An intramembranous ossification model for the in-silico analysis of bone tissue formation in tooth extraction sites

TL;DR

This paper presents a detailed computational model of intramembranous ossification in tooth extraction sites, incorporating cellular interactions, biochemical factors, and vascularization, validated against experimental data to aid dental surgical planning.

Contribution

The study introduces a novel finite element-based model of bone tissue formation that accounts for vascularization and biochemical influences in tooth extraction healing.

Findings

Model accurately predicts bone healing with 3.04% error.

Incorporates angiogenesis and oxygen effects into bone formation modeling.

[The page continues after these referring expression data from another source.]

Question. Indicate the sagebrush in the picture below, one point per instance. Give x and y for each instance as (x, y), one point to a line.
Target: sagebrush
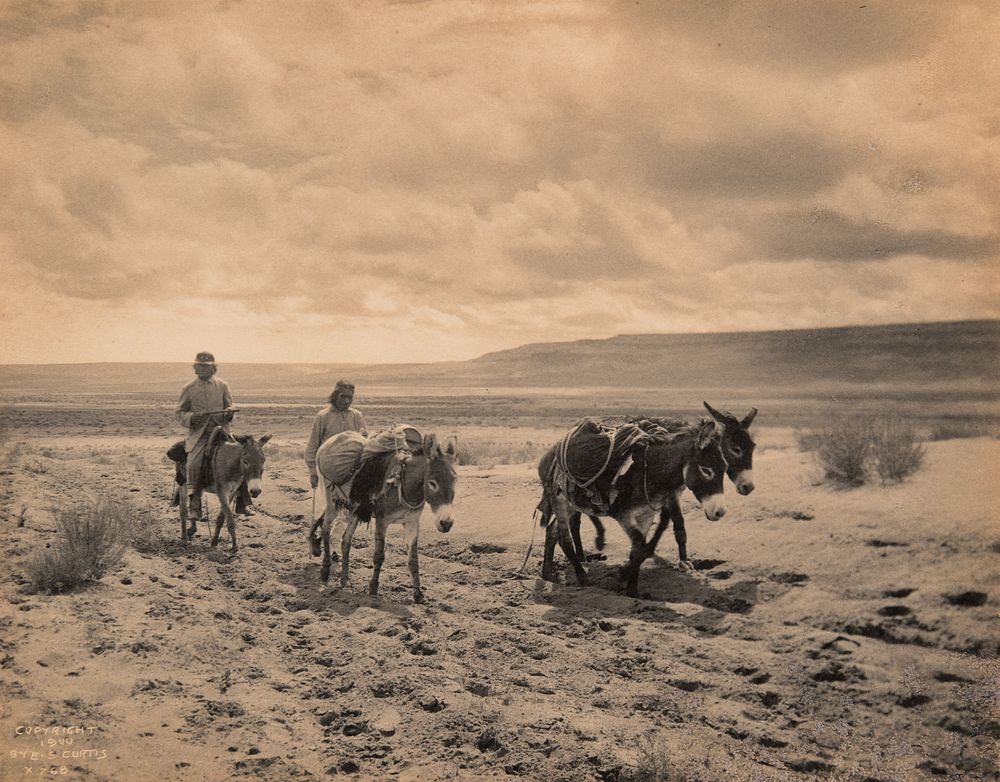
(92, 542)
(851, 449)
(489, 454)
(895, 449)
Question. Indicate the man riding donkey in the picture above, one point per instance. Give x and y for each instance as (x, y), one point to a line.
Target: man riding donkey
(338, 417)
(205, 403)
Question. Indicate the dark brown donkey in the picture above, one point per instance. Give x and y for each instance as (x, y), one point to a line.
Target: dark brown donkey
(737, 446)
(230, 463)
(395, 491)
(636, 492)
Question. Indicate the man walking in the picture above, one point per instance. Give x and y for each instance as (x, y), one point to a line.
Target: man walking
(204, 404)
(338, 417)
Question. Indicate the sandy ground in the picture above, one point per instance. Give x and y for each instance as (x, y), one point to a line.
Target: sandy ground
(824, 634)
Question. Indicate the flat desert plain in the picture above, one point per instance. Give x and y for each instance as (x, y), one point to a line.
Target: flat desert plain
(823, 633)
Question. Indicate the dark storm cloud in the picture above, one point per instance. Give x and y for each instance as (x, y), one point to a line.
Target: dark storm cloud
(828, 236)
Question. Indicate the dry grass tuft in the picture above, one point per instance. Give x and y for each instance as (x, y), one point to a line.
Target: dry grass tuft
(92, 542)
(843, 450)
(489, 454)
(895, 449)
(851, 449)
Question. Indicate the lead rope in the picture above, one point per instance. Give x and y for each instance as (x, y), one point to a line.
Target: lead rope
(531, 543)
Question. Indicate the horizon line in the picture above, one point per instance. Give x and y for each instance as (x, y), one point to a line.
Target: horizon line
(356, 364)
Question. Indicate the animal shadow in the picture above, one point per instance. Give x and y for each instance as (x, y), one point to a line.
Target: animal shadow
(668, 583)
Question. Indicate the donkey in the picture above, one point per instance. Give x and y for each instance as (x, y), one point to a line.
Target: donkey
(690, 456)
(231, 462)
(395, 491)
(737, 446)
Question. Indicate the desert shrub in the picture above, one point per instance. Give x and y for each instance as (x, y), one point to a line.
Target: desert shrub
(92, 541)
(843, 448)
(488, 454)
(655, 764)
(895, 449)
(850, 449)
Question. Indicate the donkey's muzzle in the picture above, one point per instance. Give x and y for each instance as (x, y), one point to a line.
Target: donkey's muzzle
(714, 507)
(443, 518)
(445, 525)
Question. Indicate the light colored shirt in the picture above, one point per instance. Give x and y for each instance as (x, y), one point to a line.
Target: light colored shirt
(326, 424)
(202, 396)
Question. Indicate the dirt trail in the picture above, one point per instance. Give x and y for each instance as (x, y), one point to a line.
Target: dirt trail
(822, 635)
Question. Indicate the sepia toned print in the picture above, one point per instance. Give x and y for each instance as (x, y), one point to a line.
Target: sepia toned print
(671, 338)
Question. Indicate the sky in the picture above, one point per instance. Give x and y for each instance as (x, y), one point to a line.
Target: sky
(424, 181)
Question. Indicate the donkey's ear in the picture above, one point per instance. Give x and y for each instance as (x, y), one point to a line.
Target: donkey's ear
(722, 417)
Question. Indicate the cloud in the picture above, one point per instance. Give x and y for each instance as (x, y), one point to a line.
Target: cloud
(828, 236)
(482, 176)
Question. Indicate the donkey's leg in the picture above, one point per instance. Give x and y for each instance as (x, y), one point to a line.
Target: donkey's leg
(412, 529)
(193, 513)
(551, 534)
(231, 520)
(217, 528)
(378, 557)
(183, 515)
(345, 548)
(563, 515)
(637, 555)
(599, 537)
(672, 511)
(574, 531)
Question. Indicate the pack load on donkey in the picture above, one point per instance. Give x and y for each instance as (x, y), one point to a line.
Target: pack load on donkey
(588, 462)
(341, 461)
(636, 470)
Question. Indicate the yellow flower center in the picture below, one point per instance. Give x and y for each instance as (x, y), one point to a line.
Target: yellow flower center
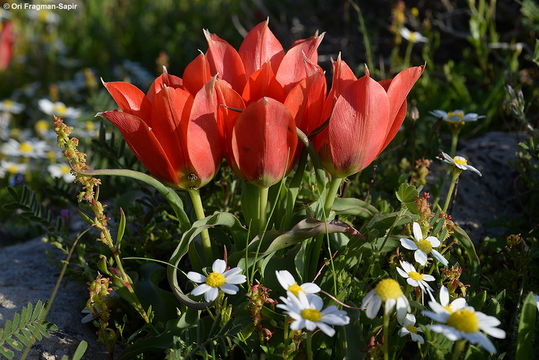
(295, 289)
(388, 289)
(26, 148)
(12, 169)
(59, 109)
(215, 280)
(415, 276)
(424, 245)
(412, 329)
(460, 160)
(8, 104)
(311, 314)
(89, 126)
(458, 114)
(42, 126)
(464, 320)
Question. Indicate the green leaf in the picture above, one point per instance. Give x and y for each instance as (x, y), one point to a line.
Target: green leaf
(168, 193)
(81, 349)
(121, 229)
(407, 195)
(355, 207)
(467, 244)
(218, 219)
(526, 329)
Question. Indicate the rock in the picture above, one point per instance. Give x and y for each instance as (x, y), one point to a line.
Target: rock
(28, 275)
(484, 205)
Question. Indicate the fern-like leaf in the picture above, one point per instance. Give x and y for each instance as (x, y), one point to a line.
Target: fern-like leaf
(24, 330)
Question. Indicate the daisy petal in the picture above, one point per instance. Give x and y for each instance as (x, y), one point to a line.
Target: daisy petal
(219, 266)
(196, 277)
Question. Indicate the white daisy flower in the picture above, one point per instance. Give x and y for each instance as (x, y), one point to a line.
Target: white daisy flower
(61, 171)
(58, 108)
(444, 305)
(459, 162)
(306, 310)
(218, 279)
(456, 116)
(32, 148)
(466, 323)
(423, 247)
(288, 282)
(11, 106)
(409, 328)
(414, 278)
(389, 292)
(412, 36)
(12, 168)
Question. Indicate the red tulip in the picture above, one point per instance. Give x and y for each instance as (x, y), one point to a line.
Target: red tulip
(7, 39)
(365, 118)
(263, 142)
(173, 133)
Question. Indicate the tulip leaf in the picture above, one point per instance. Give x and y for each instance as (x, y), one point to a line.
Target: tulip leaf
(218, 219)
(467, 244)
(352, 206)
(407, 195)
(526, 329)
(170, 195)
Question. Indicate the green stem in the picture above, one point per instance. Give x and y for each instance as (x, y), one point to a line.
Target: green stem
(454, 142)
(55, 290)
(386, 336)
(199, 212)
(262, 206)
(454, 178)
(458, 348)
(309, 346)
(332, 194)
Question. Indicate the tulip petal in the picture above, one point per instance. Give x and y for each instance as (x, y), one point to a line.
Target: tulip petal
(128, 97)
(397, 90)
(142, 140)
(263, 142)
(259, 47)
(292, 68)
(202, 138)
(342, 77)
(226, 61)
(357, 127)
(196, 74)
(263, 83)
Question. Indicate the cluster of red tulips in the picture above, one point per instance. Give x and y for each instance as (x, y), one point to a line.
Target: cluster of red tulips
(245, 106)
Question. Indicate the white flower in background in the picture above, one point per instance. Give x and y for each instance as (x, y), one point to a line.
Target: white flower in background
(11, 106)
(389, 292)
(457, 116)
(44, 15)
(288, 282)
(458, 162)
(409, 328)
(58, 108)
(444, 304)
(31, 148)
(306, 310)
(423, 247)
(61, 171)
(218, 279)
(466, 323)
(12, 168)
(412, 36)
(414, 278)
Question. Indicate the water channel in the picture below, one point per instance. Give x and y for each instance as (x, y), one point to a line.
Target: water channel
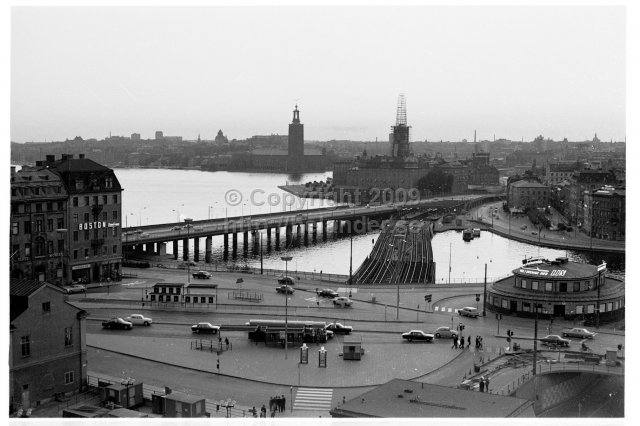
(154, 196)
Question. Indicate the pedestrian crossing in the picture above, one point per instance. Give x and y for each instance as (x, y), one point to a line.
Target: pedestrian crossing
(315, 399)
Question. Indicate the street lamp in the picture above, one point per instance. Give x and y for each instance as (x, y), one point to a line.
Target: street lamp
(188, 222)
(286, 305)
(63, 233)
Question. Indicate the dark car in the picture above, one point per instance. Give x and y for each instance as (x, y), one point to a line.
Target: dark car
(338, 328)
(202, 274)
(205, 327)
(327, 292)
(555, 340)
(286, 289)
(417, 335)
(117, 323)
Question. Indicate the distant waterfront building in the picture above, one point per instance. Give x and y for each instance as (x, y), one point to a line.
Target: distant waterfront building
(563, 289)
(527, 193)
(47, 345)
(296, 159)
(605, 213)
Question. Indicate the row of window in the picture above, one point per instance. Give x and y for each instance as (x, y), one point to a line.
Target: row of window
(49, 206)
(37, 226)
(35, 190)
(556, 287)
(579, 309)
(96, 251)
(187, 299)
(25, 341)
(96, 233)
(94, 200)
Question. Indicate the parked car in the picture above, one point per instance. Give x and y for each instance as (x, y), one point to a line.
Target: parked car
(286, 289)
(342, 301)
(418, 335)
(202, 274)
(117, 323)
(338, 328)
(205, 327)
(554, 339)
(581, 333)
(327, 292)
(138, 319)
(468, 311)
(76, 288)
(445, 332)
(286, 280)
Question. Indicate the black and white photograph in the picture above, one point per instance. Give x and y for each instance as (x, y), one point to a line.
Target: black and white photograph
(314, 213)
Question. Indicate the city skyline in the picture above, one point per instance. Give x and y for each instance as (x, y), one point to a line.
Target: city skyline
(181, 79)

Validated with in-vivo dog experiment data.

Abstract

The accurate modeling of biological processes allows to predict the spatio-temporal behavior of living tissues by computer-aided (in-silico) testing, a useful tool for the development of medical strategies, avoiding the expenses and potential ethical implications of in-vivo experimentation. A model for bone healing in mouth would be useful for selecting proper surgical techniques in dental procedures. In this paper, the formulation and implementation of a model for Intramembranous Ossification is presented aiming to describe the complex process of bone tissue formation in tooth extraction sites. The model consists in a mathematical description of the mechanisms in which different types of cells interact, synthesize and degrade extra-cellular matrices under the influence of biochemical factors. Special attention is given to angiogenesis, oxygen-dependent effects and growth factor-induced apoptosis of fibroblasts. Furthermore, considering the depth-dependent vascularization of mandibular bone and its influence on bone healing, a functional description of the cell distribution on the severed periodontal ligament (PDL) is proposed. The developed model was implemented using the finite element method (FEM) and successfully validated by simulating an animal in-vivo experiment on dogs reported in the literature. A good fit between model outcome and experimental data was obtained with a mean absolute error of 3.04%. The mathematical framework presented here may represent an important tool for the design of future in-vitro and in-vivo tests, as well as a precedent for future in-silico studies on osseointegration and mechanobiology.